Somewhere else in the city, developers William Ridings and Lester Dills might have no problem obtaining approval for their plan to put a two-building townhouse development on three-tenths of an acre.

But the two want to put their development on the northwest corner of Clifton and Columbia avenue, where former 24th Ward Aldermen Thomas Bauer alienated neighbors with his support of an earlier proposal. His backing the unpopular development was one of the factors that led to a successful effort to recall him.

Members of the Clifton Heights Neighborhood Association sharply criticized the plan when Ridings presented it at a meeting of their group June 23 at the Mason Elementary School.Among the things they didn’t like was the amount of traffic that would come out of a single driveway on the lot, the lack of windows on sides of the buildings facing the street and a sharp dropoff at the back of the property.

“I think these are very ugly buildings that won’t fit in the neighborhood at all,” said Judy McNamara, a community activist who fought in the successful campaign to recall Bauer. One of the key issues in that campaign was Bauer’s support of an effort to put one building with six townhouses on the property, which had been the location of the former Clifton Heights Presbyterian Church. While the project was stopped, the church was demolished.

“The man (Ridings) wasn’t really prepared tonight to be truthful. I didn’t feel he had any idea how embittered these people were,” Alderman William Waterhouse, who succeeded Bauer as 24th Ward alderman, said after the June 23 meeting.

“I think he could make it work, but he’s going to have to make some changes,” Waterhouse said. “I think it can be worked out.”

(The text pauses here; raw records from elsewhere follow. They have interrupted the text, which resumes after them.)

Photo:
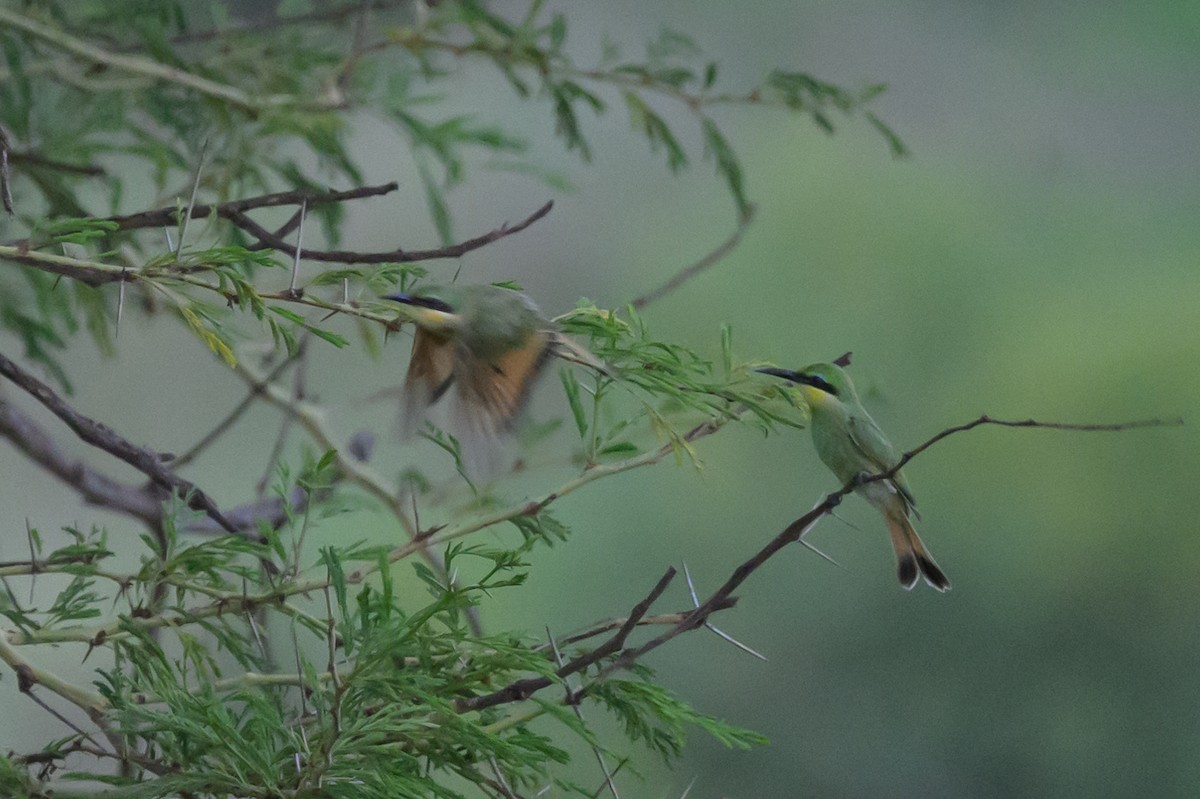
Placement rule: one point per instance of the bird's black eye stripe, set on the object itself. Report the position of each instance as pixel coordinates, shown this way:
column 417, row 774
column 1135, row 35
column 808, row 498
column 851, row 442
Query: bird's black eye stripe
column 429, row 302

Ridings told those at the meeting that each townhouse would cost $250,000 and have 1,680 square feet, three bedrooms, 2-1/2 baths and a two-car, rear-entry basement garage.

The association’s members will take a vote on the project at its July 28 meeting. Waterhouse said he would abide by the wishes of the group’s members in deciding whether to seek zoning changes needed for the project.

Ridings said he and Dills wouldn’t be willing to make major changes requested at last week’s meeting, although they could make minor changes on windows. He said there are one or two people complaining and the rest have no problem with the proposal.

Among those who raised concerns were Joseph and Donna Raible, who live behind the property.

“I have some serious concerns about the engineering,” Joseph Raible said. He said there is a roughly 10-foot drop from the foundation to his property. He would like to speak to the engineers for the project.

Association member Woody Lange said there were almost no windows on the side of the buildings. He would like some put in. But Ridings said that would necessitate putting them in a closet.

One person who didn’t raise an objection was Kay Marshall, who owns apartments nearby. “We don’t have a problem at all,” she said.